心の中で謝った私は、ミーガンが隣国に向かったこと、ドリアーヌはそれを追っているのではないかと話した。
「私に用があるんでしょう?」
馬車を降りた私に、ドリアーヌは、
「ええ、そうよ。ったくこんなところまで逃げるなんて」
「私は隣国に行くつもりなのよ。

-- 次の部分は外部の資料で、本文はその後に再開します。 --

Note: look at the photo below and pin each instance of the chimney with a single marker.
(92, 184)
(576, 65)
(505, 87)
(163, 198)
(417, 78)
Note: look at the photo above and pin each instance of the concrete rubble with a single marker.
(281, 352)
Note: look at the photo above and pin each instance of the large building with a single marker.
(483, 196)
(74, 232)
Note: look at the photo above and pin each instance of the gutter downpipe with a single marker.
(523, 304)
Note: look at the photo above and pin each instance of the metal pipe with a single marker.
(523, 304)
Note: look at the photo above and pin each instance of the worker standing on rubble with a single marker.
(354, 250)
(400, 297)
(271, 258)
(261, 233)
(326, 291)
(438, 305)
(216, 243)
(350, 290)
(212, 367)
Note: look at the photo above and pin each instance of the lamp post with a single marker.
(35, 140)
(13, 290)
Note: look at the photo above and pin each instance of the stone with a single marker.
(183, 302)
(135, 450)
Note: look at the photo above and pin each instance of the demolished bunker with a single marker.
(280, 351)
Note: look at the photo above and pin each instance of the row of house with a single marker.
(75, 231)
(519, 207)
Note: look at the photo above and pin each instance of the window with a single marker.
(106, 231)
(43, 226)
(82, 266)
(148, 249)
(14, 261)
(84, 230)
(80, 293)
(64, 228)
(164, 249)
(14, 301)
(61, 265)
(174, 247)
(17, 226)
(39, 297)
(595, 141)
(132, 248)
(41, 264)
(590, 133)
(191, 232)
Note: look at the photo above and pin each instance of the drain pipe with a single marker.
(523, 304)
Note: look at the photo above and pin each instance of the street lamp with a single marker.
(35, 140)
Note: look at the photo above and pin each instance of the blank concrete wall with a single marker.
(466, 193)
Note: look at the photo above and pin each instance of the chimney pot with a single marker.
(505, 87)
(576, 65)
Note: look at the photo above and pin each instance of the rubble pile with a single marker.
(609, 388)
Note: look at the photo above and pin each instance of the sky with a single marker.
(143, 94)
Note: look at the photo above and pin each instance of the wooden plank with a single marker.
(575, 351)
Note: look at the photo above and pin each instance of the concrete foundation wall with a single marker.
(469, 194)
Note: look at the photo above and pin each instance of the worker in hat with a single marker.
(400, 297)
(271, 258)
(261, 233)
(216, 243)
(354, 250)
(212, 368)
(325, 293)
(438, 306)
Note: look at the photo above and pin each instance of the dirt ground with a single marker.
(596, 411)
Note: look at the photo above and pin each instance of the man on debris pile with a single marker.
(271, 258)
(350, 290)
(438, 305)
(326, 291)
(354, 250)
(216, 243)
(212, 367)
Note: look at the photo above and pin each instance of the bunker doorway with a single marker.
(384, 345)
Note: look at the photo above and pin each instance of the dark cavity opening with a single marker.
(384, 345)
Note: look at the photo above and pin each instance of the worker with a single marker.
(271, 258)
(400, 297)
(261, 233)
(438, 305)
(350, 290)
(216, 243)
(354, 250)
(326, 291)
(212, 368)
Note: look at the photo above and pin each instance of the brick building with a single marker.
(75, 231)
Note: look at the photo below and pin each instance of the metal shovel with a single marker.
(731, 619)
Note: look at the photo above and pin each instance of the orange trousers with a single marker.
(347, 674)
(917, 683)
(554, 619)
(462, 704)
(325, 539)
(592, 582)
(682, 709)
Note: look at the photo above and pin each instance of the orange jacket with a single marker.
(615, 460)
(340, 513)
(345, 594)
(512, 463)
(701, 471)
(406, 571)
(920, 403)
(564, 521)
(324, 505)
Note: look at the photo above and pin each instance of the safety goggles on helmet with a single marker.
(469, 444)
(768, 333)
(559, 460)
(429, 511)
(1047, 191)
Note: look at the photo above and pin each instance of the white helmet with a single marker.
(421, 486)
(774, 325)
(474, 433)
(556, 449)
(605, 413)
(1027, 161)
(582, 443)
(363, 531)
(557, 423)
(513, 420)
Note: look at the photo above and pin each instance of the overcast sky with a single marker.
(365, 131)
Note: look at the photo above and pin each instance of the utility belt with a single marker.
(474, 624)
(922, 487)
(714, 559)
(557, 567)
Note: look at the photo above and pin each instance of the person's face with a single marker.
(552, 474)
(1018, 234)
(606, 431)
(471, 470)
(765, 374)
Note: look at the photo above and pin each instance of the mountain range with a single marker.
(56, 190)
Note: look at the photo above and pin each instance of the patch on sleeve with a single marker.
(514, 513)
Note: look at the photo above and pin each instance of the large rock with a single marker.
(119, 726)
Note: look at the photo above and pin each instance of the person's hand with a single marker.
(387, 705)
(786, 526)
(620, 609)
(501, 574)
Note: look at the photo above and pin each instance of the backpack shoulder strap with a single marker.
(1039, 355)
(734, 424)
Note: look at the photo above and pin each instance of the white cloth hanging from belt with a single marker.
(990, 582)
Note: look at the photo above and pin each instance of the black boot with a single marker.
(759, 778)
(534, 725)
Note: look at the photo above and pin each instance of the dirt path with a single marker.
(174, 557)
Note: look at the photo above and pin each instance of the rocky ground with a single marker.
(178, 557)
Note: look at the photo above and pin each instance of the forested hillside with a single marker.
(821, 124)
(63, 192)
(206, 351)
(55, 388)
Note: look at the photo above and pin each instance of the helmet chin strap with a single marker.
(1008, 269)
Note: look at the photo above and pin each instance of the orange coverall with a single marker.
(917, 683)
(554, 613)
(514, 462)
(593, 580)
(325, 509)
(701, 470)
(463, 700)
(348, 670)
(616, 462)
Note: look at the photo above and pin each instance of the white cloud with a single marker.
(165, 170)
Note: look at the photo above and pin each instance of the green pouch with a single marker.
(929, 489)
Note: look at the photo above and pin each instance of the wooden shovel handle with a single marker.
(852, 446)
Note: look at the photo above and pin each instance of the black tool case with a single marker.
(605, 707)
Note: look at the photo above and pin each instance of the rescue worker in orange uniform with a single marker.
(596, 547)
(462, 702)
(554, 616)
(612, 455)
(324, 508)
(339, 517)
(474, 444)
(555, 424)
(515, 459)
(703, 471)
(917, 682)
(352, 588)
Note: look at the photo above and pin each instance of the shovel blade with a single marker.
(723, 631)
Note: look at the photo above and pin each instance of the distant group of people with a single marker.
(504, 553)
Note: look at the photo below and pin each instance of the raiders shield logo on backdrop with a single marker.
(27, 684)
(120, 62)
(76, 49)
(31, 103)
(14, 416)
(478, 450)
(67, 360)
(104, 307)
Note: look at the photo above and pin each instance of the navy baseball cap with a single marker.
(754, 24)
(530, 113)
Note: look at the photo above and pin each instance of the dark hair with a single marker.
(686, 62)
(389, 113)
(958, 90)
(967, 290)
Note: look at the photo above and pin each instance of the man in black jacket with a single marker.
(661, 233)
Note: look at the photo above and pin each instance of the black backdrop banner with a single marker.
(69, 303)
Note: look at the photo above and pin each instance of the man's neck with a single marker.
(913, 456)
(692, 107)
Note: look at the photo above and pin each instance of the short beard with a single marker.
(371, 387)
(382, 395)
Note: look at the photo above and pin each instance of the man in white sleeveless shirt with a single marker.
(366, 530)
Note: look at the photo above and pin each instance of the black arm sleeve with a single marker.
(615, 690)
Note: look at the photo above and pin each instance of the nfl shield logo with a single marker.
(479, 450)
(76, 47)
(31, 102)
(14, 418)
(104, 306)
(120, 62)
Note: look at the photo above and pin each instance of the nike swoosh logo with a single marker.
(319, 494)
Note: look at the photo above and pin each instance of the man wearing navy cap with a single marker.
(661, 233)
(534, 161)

あなたに何の関係もないでしょうに」
だが、ドリアーヌはふふんと鼻で笑う。
「関係ない? あんたが生きてると邪魔なのよ」
何でよ、と思ったが、ちらっと視線をやると、御者さんが黒い上下の男に首根っこを掴まれている。
「わかったわ」
「ん?」
「私の命が必要なんでしょう? 御者さんは何も関係ないんだから離してあげてちょうだい」
眉を上げたドリアーヌは、
「フーン、なんか、いい人ぶってて嫌だけど」
そういいながらも、男に手を振って合図する。
手を離した男から逃げ出した御者さんに、私はバスケットを手渡した。
「これも持って早く逃げてください。ねえ、馬車を使っていいわよね」
返事をもらうまでもなく、御者さんの背中を押した。
「ちょっと待って」
私と御者を止めたドリアーヌは、
「それは何よ」
とバスケットを指さした。私は、一言、
「猫よ」
途端、ドリアーヌは肩をすくめた。
「ね、ね、ねこですって! 早く持っていきなさい! 早く!」
かゆそうに自分の首を掻くドリアーヌ。
瞬間、同じように首に手をやり「猫アレルギーなんです」と言っていた女性が頭に浮かぶ。
御者さんの馬車がこの場所から離れていく。
視線をドリアーヌに向けると、腕を組んでこちらをねめつけている。
側には付き従うように上下黒一色の騎士たちが数人。
ドリアーヌの手駒だろうか。
ますますミーガンの友人だった女性とは思えない。
「さて、私の命を奪いたいようだけど。隣国に姿を消すだけでは物足りないわけ?」
「そうよ」
とドリアーヌは顎を上げ見下ろすように見てくる。